Un des meilleurs journalistes américains, le plus pénétrant observateur, peut-être, de la politique internationale, M. Frank H. Simonds, revenu en France après trois ans d’absence et résumant ses impressions dans un grand article publié par l’American Review of Reviews de mai, déclare avec netteté : « L’Allemagne est convaincue que, si elle continue à ne rien payer, la rivalité franco-anglaise la sauvera un jour. » La plus noble tâche de l’Amérique et la plus bienfaisante eût été d’aider à la solution de ce conflit.

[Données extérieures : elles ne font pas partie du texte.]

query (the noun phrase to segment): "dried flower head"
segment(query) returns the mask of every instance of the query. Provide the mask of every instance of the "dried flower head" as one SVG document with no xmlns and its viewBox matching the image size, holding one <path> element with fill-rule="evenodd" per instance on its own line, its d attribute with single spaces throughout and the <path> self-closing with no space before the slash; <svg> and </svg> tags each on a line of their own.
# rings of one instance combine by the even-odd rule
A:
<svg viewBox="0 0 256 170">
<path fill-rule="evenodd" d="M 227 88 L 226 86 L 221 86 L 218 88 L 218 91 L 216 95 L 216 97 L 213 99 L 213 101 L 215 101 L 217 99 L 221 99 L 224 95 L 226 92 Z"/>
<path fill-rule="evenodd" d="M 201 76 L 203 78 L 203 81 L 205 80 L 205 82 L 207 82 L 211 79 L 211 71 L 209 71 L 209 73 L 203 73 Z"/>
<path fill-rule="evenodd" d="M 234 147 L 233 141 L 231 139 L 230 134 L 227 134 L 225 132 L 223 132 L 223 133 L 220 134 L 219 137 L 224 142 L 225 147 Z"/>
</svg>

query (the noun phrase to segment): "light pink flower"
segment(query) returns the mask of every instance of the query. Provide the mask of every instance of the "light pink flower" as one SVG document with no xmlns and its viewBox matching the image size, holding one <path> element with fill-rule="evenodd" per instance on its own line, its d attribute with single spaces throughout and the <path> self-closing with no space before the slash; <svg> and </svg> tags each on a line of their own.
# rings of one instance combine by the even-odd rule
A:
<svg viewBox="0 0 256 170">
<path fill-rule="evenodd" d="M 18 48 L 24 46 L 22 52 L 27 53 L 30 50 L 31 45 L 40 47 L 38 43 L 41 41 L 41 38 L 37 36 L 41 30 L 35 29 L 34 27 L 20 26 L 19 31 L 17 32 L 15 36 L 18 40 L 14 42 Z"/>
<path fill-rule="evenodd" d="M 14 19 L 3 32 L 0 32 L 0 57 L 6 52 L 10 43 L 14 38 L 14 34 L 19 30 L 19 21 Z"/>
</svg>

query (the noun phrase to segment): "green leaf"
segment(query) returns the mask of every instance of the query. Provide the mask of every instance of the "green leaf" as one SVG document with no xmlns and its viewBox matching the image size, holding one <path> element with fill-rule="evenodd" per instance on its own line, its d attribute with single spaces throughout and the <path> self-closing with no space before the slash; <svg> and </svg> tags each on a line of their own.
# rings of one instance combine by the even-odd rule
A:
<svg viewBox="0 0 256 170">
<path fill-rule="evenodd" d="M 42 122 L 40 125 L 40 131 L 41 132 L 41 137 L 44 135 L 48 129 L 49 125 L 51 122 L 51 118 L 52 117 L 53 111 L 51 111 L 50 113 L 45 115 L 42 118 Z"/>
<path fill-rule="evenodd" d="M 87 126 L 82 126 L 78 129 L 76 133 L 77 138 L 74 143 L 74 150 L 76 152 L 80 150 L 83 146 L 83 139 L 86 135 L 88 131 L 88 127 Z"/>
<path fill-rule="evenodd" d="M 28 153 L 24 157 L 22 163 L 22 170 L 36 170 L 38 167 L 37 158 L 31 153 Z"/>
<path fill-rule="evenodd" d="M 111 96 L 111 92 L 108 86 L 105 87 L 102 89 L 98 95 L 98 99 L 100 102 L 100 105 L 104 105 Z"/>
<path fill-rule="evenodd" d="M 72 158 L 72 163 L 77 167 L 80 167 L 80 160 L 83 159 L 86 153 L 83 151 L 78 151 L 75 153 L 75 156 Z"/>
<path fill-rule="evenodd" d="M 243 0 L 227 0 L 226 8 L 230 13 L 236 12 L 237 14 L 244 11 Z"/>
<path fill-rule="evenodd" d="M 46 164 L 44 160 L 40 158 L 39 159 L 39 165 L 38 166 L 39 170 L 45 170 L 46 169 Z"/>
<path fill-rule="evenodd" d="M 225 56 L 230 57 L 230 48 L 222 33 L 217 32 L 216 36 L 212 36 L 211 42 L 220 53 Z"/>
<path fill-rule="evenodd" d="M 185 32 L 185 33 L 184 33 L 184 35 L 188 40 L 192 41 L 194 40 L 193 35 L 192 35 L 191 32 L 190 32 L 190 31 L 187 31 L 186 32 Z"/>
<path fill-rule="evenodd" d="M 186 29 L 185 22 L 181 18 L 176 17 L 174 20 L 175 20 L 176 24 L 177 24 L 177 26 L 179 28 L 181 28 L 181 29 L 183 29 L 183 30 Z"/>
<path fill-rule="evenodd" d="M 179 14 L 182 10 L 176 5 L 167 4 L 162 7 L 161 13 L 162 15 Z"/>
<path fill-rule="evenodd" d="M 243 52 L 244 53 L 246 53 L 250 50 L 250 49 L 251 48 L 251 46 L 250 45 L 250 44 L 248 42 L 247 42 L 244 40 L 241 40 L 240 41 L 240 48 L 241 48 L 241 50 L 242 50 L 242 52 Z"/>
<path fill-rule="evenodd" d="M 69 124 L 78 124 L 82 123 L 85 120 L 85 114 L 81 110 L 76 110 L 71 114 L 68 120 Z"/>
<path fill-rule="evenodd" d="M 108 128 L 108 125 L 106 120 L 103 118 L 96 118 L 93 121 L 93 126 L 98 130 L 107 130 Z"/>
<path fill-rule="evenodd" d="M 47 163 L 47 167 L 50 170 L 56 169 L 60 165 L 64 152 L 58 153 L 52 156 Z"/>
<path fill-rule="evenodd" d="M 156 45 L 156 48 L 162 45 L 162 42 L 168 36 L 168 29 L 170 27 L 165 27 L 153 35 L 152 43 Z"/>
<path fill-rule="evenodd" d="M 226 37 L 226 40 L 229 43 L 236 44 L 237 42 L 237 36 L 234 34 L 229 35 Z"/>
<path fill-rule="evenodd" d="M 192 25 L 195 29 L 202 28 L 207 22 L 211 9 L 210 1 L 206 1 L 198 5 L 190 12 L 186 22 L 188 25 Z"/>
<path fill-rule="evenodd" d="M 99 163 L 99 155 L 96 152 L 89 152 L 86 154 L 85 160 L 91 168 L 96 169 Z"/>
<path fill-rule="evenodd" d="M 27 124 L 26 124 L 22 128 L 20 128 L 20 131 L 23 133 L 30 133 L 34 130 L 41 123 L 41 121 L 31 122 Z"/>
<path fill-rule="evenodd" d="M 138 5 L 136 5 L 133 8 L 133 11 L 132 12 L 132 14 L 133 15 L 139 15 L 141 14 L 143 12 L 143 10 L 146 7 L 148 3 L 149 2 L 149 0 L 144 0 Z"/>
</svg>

La New-York Tribune, rappelant que, depuis le mois de novembre 1918, on s’était souvent posé la question de savoir si l’Allemagne, après avoir perdu la guerre, allait gagner la paix, annonçait dès le 28 avril, que « la réponse à cette question est indiquée par les nouvelles de Gènes et le plaisir avec lequel l’Allemagne lit les journaux. » Pourquoi les États-Unis, qui nous ont aidés à gagner la guerre, n’ont-ils pas voulu nous aider à gagner la paix ? Ils attendent leur heure ? Pour avoir attendu trente-deux mois durant la période des batailles, ils ont bien failli arriver trop tard. Souhaitons pour nous et pour eux-mêmes qu’ils n’arrivent pas trop tard cette fois.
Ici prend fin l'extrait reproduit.